When I was young my father would take me hunting. He would rattle me out of bed early on a Saturday morning. I would put on my red flannel shirt, blue jeans, and silicone soaked boots, wash my face and off we'd go. Dad had a hundred scattered hunting parcels in his itinerary. His favorites were abandoned farm land out by Saratoga Lake where he had previously asked permission to hunt.
Many times we would bring our beagle, Snoop. I hated when we took Snoop. It wasn't because I didn't like him, it was the opposite. He was not the most disciplined hunting dog. One of the reasons was he didn't get beyond the confines of his 20 x 20 pen much. When he did he was like a kid at the fair with a pocket full of tickets. He didn't know which direction to go first so he would charge off snorting and sniffing his way deep into the woods. His biggest shortfall was not coming when called. He was either very smart or hard of hearing. He would take off like a rocket. As a kid my biggest fear was him not coming back. I couldn't show that fear though--it wasn't an option. Thinking back it was probably plastered all over my face, my father wishing I had been born with a little more badass in my veins, sorry dad. It wasn't that I didn't enjoy being in the woods with my father, I did. I would much rather it had been a rifle-less hike along the shores of a north country lake. I loved walking in the woods. I simply didn't want to kill animals for sport. I loved hunting for the excursion.
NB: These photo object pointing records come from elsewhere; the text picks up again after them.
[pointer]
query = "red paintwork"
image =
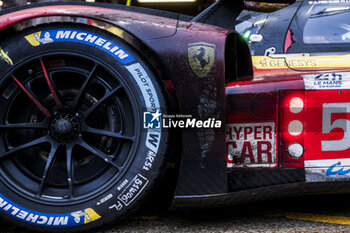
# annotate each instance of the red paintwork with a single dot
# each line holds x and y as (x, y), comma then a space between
(240, 100)
(313, 122)
(299, 71)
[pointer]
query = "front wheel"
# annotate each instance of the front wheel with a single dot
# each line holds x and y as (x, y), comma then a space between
(81, 143)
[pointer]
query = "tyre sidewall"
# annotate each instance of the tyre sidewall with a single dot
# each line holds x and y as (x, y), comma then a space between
(137, 182)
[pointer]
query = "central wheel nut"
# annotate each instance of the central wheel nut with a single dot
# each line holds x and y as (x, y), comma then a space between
(65, 127)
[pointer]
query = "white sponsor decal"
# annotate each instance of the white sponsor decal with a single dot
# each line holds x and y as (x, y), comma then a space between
(327, 81)
(133, 190)
(146, 86)
(151, 101)
(251, 145)
(103, 200)
(153, 140)
(327, 170)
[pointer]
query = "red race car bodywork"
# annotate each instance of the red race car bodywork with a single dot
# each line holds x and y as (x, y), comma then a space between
(280, 134)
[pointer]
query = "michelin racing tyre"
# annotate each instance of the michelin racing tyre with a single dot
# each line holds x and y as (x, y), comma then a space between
(81, 143)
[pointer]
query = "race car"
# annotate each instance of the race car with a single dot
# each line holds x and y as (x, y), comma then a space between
(291, 40)
(100, 101)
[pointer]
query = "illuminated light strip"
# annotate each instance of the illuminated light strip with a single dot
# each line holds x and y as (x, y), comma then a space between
(314, 217)
(164, 1)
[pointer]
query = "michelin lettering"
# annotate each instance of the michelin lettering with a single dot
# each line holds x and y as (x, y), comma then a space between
(79, 36)
(49, 220)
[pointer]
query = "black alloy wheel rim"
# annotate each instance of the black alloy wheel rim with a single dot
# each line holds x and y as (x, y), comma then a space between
(70, 128)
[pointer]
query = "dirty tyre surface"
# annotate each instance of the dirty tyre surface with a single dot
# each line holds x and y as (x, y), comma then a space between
(74, 152)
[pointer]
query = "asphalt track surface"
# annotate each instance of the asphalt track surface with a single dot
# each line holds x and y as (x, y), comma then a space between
(326, 213)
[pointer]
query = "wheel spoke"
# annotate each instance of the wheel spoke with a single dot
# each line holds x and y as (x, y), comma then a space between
(50, 84)
(40, 125)
(25, 146)
(33, 98)
(98, 153)
(102, 132)
(82, 90)
(70, 170)
(101, 101)
(48, 168)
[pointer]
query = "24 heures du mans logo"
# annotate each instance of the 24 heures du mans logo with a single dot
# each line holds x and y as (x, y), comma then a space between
(156, 120)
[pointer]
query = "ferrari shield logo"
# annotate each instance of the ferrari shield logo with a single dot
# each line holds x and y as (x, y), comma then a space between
(201, 57)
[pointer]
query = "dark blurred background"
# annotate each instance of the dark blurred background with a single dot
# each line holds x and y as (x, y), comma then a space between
(188, 7)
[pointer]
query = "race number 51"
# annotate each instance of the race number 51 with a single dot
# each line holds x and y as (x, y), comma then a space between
(328, 126)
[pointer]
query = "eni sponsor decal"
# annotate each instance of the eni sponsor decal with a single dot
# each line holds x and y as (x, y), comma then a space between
(48, 220)
(5, 57)
(251, 145)
(79, 36)
(201, 57)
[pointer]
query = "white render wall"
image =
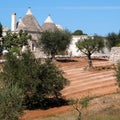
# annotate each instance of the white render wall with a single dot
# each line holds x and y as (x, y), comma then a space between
(72, 48)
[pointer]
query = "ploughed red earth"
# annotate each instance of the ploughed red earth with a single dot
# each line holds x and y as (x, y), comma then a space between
(96, 82)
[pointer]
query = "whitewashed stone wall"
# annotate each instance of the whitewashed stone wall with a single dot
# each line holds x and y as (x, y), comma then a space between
(115, 55)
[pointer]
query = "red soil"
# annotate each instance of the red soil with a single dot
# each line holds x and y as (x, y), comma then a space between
(82, 83)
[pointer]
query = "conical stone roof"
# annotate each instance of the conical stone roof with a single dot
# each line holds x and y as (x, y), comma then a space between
(49, 25)
(29, 23)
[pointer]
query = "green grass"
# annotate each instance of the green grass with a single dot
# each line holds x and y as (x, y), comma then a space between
(72, 116)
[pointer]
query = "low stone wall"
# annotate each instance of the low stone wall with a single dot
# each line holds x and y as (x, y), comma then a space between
(115, 55)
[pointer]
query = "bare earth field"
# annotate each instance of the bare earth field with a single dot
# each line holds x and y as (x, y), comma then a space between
(98, 82)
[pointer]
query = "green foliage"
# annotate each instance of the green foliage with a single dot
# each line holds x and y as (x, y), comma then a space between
(38, 81)
(89, 46)
(10, 102)
(1, 30)
(118, 74)
(113, 40)
(1, 39)
(15, 41)
(55, 42)
(78, 32)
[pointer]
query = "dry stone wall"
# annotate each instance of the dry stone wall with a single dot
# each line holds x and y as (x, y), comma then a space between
(115, 55)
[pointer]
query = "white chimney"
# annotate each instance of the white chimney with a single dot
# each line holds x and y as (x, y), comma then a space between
(13, 22)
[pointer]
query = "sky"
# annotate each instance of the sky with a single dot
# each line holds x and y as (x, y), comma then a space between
(91, 16)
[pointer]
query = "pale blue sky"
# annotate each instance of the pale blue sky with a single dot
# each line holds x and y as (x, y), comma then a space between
(91, 16)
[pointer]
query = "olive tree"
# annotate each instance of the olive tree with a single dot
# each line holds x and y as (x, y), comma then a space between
(53, 42)
(39, 81)
(89, 46)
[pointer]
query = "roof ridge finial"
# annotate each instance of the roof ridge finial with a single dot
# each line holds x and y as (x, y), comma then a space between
(29, 11)
(49, 19)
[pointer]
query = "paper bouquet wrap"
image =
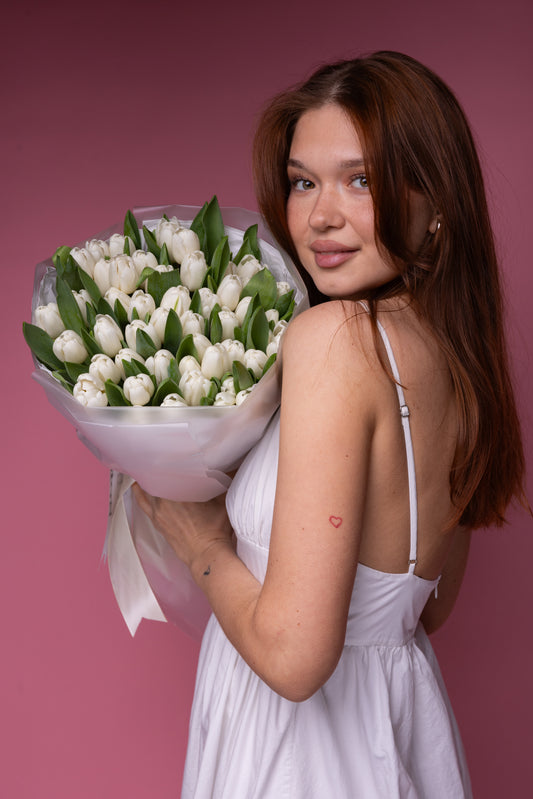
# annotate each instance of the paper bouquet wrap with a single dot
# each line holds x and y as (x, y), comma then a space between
(179, 453)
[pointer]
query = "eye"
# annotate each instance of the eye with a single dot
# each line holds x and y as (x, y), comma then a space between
(360, 182)
(301, 184)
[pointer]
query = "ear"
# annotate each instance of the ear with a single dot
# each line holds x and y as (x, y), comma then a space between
(434, 225)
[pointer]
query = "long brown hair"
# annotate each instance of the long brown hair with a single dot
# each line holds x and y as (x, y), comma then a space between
(415, 136)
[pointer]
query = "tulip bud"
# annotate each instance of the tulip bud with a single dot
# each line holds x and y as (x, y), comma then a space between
(82, 297)
(229, 291)
(208, 300)
(113, 294)
(142, 259)
(188, 364)
(242, 307)
(183, 242)
(247, 268)
(101, 275)
(143, 303)
(139, 389)
(235, 350)
(103, 368)
(255, 360)
(126, 354)
(89, 392)
(194, 386)
(97, 248)
(224, 399)
(116, 244)
(69, 346)
(242, 395)
(47, 318)
(192, 323)
(131, 333)
(193, 270)
(158, 364)
(122, 273)
(173, 401)
(84, 259)
(178, 298)
(108, 334)
(215, 361)
(229, 322)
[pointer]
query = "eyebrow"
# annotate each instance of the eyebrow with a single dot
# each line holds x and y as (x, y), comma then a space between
(351, 164)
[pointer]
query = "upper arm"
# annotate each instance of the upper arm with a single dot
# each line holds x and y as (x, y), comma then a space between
(439, 607)
(325, 439)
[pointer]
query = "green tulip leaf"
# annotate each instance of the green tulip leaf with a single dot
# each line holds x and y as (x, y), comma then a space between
(131, 229)
(151, 242)
(173, 332)
(41, 344)
(115, 395)
(264, 284)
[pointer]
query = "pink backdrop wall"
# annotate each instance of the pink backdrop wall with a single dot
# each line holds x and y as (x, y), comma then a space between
(107, 106)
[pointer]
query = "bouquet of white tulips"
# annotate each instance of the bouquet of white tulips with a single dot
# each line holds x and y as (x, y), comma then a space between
(158, 341)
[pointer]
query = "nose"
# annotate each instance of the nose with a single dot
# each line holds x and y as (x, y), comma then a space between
(326, 212)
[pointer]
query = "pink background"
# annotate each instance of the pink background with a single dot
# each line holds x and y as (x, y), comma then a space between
(109, 106)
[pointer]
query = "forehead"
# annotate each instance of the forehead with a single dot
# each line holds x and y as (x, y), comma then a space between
(328, 130)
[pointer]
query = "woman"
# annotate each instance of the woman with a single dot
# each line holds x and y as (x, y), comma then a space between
(397, 435)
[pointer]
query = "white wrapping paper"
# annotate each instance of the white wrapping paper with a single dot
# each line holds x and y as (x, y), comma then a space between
(176, 453)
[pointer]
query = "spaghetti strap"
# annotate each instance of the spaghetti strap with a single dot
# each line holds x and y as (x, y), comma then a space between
(411, 473)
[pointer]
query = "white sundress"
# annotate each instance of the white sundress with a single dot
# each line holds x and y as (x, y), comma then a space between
(381, 727)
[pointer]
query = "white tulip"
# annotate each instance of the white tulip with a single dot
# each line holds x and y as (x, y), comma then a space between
(114, 294)
(272, 315)
(84, 259)
(215, 361)
(142, 259)
(183, 241)
(201, 343)
(193, 270)
(130, 333)
(69, 346)
(229, 291)
(173, 401)
(123, 273)
(208, 300)
(101, 275)
(116, 244)
(255, 360)
(139, 389)
(158, 364)
(178, 298)
(194, 386)
(229, 322)
(89, 392)
(103, 368)
(48, 319)
(235, 350)
(97, 248)
(242, 395)
(242, 307)
(192, 323)
(143, 303)
(188, 364)
(247, 268)
(126, 354)
(159, 320)
(224, 399)
(108, 335)
(82, 297)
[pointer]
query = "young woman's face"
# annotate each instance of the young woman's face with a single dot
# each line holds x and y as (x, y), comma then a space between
(329, 210)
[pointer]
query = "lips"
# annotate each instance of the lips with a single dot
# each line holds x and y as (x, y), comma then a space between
(329, 254)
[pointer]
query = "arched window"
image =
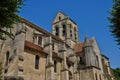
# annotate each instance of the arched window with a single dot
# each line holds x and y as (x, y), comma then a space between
(7, 58)
(64, 29)
(75, 31)
(56, 31)
(97, 61)
(59, 17)
(70, 30)
(39, 40)
(37, 62)
(100, 77)
(55, 66)
(96, 76)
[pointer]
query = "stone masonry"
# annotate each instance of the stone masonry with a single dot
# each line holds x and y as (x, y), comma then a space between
(35, 54)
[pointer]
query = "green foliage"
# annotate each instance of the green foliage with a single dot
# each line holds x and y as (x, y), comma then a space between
(8, 16)
(117, 73)
(115, 20)
(0, 70)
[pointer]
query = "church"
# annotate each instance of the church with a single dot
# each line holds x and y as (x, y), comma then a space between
(32, 53)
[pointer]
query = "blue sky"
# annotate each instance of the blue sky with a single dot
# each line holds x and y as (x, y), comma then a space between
(91, 17)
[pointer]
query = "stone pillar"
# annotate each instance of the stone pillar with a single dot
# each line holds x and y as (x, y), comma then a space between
(50, 65)
(64, 71)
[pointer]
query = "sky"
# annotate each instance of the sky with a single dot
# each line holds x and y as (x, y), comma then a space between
(91, 17)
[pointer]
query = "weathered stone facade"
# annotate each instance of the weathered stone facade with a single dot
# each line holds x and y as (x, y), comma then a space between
(35, 54)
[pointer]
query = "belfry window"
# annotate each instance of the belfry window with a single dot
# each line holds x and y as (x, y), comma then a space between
(97, 61)
(55, 66)
(64, 30)
(96, 76)
(57, 31)
(70, 31)
(39, 40)
(59, 18)
(75, 33)
(37, 62)
(7, 58)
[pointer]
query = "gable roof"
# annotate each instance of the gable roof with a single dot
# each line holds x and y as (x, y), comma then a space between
(65, 17)
(41, 30)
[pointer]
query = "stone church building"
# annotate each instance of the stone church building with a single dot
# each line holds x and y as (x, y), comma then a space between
(33, 53)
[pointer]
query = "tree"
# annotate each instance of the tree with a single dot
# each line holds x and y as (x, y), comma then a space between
(0, 70)
(117, 73)
(8, 16)
(115, 20)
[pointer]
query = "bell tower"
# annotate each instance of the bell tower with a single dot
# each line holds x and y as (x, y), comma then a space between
(65, 28)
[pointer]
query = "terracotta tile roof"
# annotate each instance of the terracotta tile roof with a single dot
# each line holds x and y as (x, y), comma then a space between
(40, 29)
(78, 47)
(40, 49)
(33, 46)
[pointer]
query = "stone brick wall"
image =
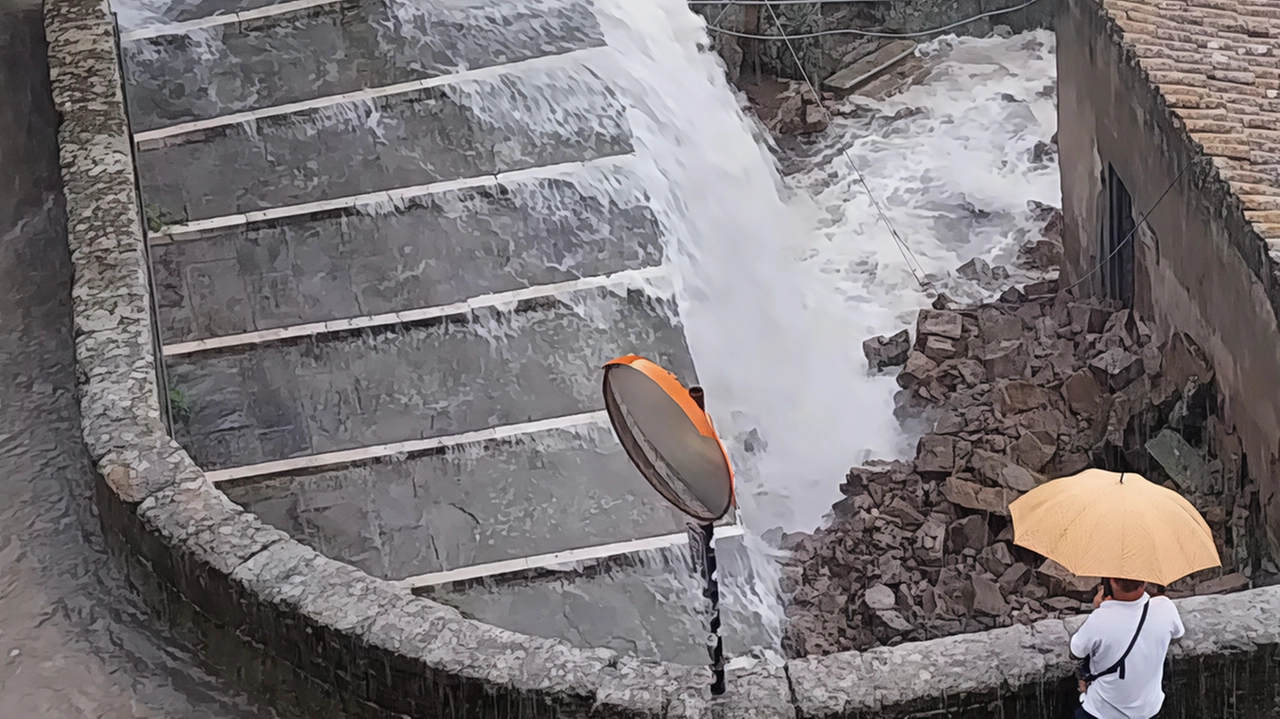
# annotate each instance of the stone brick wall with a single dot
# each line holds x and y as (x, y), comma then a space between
(273, 612)
(822, 56)
(1193, 88)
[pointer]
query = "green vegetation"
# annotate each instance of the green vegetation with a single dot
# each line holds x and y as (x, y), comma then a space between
(158, 216)
(179, 407)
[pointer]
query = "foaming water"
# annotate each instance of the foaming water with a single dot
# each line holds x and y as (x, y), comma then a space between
(776, 282)
(780, 283)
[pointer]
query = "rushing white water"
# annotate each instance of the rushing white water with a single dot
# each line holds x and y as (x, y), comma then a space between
(777, 280)
(778, 285)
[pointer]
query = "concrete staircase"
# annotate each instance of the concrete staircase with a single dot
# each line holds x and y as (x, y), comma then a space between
(385, 283)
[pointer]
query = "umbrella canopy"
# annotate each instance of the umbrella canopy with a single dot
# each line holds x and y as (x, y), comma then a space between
(1102, 523)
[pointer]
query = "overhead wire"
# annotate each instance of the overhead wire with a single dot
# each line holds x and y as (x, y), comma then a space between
(792, 1)
(1132, 233)
(913, 262)
(860, 32)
When I was sixteen I killed a beautiful six point buck on the first drive of my first season with a big game license. It was one of the most adrenaline pumping experiences ever. It was also the most revealing of my personality. I have no regrets about what I did. Sometimes I think it was the proudest moment of our father-son relationship. My father would refer to it for years as 'Johnny's Buck'. He had it mounted and it headlined his knotty pine den for forty years. I never hunted again. I still have the guns, I just don't have the desire.
There was one rabbit hunting experience that probably sealed the deal for me. I have never written about it or talked about it much. It was a very traumatic and shakes me when I think of it now. My childhood home included acres of woods right outside the backdoor. There was a trail that circled the perimeter. I would take my 16 gauge Ithaca shotgun and walk it with my dog Snoop. On this particular day, I headed out to exercise the dog, never intending to shoot anything.
Toward the end of our hunt I suddenly heard the most blood curdling yelp from Snoop. It was one of those animal sounds you never want to hear. It became louder and more excruciating. My first thought was my dog was caught in a trap. I thrashed my way through the brush trying to come to his aid. I don't think I have ever been as scared as I was that day. He was entrenched in a patch of alders so thick I couldn't see him. I heard other animals growling. It was horrible. I then realized he was being attacked but I could not tell by what. I didn't dare shoot because I couldn't see. I was hesitant to charge forward. It sounded like a pack of wolves growling and snapping. Animal pain and distress permeated the air. I finally was able to get a slight visual. All I could see were two black and white masses circling and attacking Snoop. I finally shot a round into the air. A pair of blood covered Dalmatians turned and glared at me. It was a chilling sight. I pulled up the shotgun and took aim. That's when they took off through the thick swamp leaving Snoop writhing in a pool of blood. They had castrated him. He was alive but crying in pain. I couldn't touch him. I ran home to get help. My father was away at work. My mother was home, but she didn't drive so dad had our only vehicle. Mom called her sister. Minutes later my cousins boyfriend arrived in his Volkswagen Beetle. I led him to Snoop. We wrapped him in a blanket and carried him to the car. I climbed in the back seat with the dog on my lap. He was in shock. Off to the vet we sped. The nearest vet was ten miles away. It was the longest ten miles I ever traveled.
I don't remember much after arriving at the veterinarians. I know they promised to do everything they could to save Snoop. They called the house the next day and said they were sorry, there wasn't anything they could do. Snoop had chased his last rabbit.
I was a country boy. I had buried pets before. I've buried several since. That event shook me pretty good. I had a hard time watching a Budweiser commercial after that. I never did pop the top of a Bud, now that I think of it. Yes, it's a graphic story, but its a country story. It was a couple of years later when I shot my six pointer.
It wasn't a conscious decision but I think those two events combined to turn me away from the sport but not the woods. I found peace in nature. It came easier with a camera in my pocket than it did with a gun by my side. Hunting is a part of our heritage and I support it. Currently I don't participate. I will leave that door open. I never did shoot a rabbit in the years Snoop and I spent in the woods together. I don't think they were ever afraid I would.